Changes to the composition of the Board since 1 April 2007 are set out in the table below:
| Former directors |
Date of change |
| Paul Reynolds |
14 September 2007 |
| Sir Christopher Bland |
30 September 2007 |
| Andy Green |
12 November 2007 |
| Margaret Jay |
13 January 2008 |
| John Nelson |
13 January 2008 |
| |
|
| New directors |
|
| François Barrault |
24 April 2007 |
| Sir Michael Rake |
26 September 2007 |
| Patricia Hewitt |
24 March 2008 |
| Eric Daniels |
1 April 2008 |
| Gavin Patterson |
1 June 2008 |
Ian Livingston becomes Chief Executive, BT Group on 1 June 2008. Ben Verwaayen steps down as Chief Executive on 31 May 2008 and leaves the Board on 30 June 2008.
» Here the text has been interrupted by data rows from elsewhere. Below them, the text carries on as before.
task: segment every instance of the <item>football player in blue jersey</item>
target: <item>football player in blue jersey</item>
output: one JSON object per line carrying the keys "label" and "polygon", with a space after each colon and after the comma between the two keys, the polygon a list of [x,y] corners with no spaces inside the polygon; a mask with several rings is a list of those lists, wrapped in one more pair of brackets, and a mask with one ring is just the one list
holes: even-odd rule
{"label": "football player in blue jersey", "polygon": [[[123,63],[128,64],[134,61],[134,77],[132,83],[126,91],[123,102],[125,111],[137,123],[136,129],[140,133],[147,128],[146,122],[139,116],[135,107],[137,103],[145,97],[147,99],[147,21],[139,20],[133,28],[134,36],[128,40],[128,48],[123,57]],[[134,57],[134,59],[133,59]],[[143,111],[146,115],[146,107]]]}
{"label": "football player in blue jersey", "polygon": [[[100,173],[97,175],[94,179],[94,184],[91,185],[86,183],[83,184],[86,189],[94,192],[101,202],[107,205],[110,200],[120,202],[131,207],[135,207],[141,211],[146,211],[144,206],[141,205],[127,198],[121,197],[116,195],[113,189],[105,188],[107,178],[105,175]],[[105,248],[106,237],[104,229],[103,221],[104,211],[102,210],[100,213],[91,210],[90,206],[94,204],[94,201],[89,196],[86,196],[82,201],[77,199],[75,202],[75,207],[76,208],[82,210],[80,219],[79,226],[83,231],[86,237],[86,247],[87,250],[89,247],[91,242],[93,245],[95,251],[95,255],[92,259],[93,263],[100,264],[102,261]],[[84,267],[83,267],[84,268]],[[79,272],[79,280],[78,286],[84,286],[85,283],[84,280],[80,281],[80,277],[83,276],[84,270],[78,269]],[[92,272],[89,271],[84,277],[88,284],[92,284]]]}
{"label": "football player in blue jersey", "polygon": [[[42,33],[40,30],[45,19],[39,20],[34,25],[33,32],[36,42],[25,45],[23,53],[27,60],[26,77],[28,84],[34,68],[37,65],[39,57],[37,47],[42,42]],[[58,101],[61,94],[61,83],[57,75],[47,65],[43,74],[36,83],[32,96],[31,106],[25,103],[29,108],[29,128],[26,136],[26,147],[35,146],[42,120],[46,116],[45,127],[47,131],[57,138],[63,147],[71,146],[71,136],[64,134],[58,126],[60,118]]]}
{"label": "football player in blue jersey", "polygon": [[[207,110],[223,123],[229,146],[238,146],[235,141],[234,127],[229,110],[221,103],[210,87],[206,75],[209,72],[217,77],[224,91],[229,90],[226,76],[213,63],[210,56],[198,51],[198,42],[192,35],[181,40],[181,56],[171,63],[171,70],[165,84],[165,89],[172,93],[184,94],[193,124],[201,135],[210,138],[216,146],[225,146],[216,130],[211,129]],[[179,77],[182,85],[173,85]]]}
The Board, which operates as a single team, will from 1 July 2008 be made up of the part-time Chairman, the Chief Executive, three other executive directors and
eight non-executive directors. All the non-executive directors during the 2008 financial year met, and continue to meet, the criteria for independence set out in the Combined Code and are therefore considered by the Board to be independent. The
Board considered that the Chairman was independent at the time of his appointment. In line with BTs policy, the Board comprised a majority of independent non-executive directors throughout the 2008 financial year.
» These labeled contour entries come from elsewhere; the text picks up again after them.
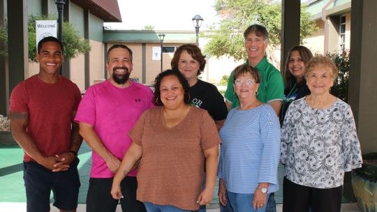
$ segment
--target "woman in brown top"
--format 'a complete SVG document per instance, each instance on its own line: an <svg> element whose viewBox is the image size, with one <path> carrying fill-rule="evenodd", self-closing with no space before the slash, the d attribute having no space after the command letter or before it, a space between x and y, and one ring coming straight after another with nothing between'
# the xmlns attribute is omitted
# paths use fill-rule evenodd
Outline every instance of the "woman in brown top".
<svg viewBox="0 0 377 212"><path fill-rule="evenodd" d="M131 131L133 144L112 183L114 199L122 197L120 182L141 158L137 199L147 211L195 211L212 200L220 138L207 112L188 105L188 88L176 70L156 77L154 97L161 107L144 112Z"/></svg>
The Boards main focus is overall strategic direction, development and control. It approves BTs values, business practice policies, strategic plans,
annual budget, capital expenditure and investments budgets, larger capital expenditure proposals and the overall system of internal controls, governance and compliance authorities. It also oversees controls, operating and financial performance and
reviews the risk register. These responsibilities are set out in a formal statement of the Boards role which is available at www.bt.com/board The
Board has agreed the corporate governance framework, including giving authority
to the key management committee, the Operating
Committee, to make decisions on operational and other matters. The roles and
powers of this Committee are set out below.
The Board normally meets nine times each year. The Board met ten times during the 2008 financial year.
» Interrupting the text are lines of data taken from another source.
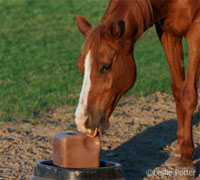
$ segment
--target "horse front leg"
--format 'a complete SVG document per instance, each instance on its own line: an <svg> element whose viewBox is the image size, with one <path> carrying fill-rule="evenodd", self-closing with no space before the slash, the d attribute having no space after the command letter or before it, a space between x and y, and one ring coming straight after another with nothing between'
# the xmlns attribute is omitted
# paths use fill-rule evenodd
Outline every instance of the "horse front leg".
<svg viewBox="0 0 200 180"><path fill-rule="evenodd" d="M156 30L168 60L171 74L172 92L176 101L176 112L178 121L178 143L175 150L171 153L169 159L165 162L165 165L176 166L181 160L181 146L184 141L184 115L180 98L185 79L183 65L183 48L181 41L182 38L163 32L160 25L156 26Z"/></svg>
<svg viewBox="0 0 200 180"><path fill-rule="evenodd" d="M188 68L181 93L181 105L184 113L184 140L181 146L181 162L178 168L192 168L194 144L192 137L192 117L197 106L198 80L200 73L200 23L193 23L186 34L189 46Z"/></svg>

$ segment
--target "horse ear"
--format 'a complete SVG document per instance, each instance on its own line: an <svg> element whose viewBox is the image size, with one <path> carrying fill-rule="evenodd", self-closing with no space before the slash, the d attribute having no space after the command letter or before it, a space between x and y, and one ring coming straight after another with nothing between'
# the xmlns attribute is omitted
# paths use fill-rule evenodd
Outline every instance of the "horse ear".
<svg viewBox="0 0 200 180"><path fill-rule="evenodd" d="M125 23L122 20L117 23L111 23L108 29L111 37L121 38L125 32Z"/></svg>
<svg viewBox="0 0 200 180"><path fill-rule="evenodd" d="M76 16L76 24L79 31L86 36L88 31L92 28L90 23L83 16Z"/></svg>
The roles of the Chairman and the Chief Executive are separate. They are set out in written job descriptions, approved by the Nominating
Committee. As well as chairing the Board, the Chairman consults the non-executive directors, particularly the Deputy Chairman, on corporate governance issues, matters considered by the Nominating Committee,
which the Chairman chairs, and the individual performance of the non-executive
directors. The Chairman and the non-executive directors hold regular meetings
at which they discuss matters without the executive directors being present.
With the Chief Executive and the Secretary, the Chairman ensures the Board is
kept properly informed, is consulted on all
issues reserved to it and that its decisions are made in a timely and considered
way that enables the directors to fulfil their fiduciary duties. The Chairman
ensures that the views of the shareholders are known to the Board and considered
appropriately. He represents BT in specified strategic and Government relationships,
as agreed with the Chief Executive, and generally acts as the bridge between
the Board and the executive team, particularly on BTs broad strategic direction.
The Chairmans other current significant commitments are shown in Board
of Directors and Operating Committee above. The Chief Executive has final executive
responsibility, reporting to the Board, for the success of the group.
The Secretary manages the provision of timely, accurate and considered information to the Board for its meetings and, in consultation with the Chairman and Chief
Executive, at other appropriate times. He recommends to the Chairman and the Chief Executive, for Board consideration where appropriate, corporate governance policies and practices and is responsible for communicating and implementing them. He
advises the Board on appropriate procedures for the management of its meetings and duties (and the meetings of the main committees), as well as corporate governance and compliance within the group. The appointment and removal of the Secretary is a
matter for the whole Board; for instance, the Board approved the change of Secretary from 1 April 2008.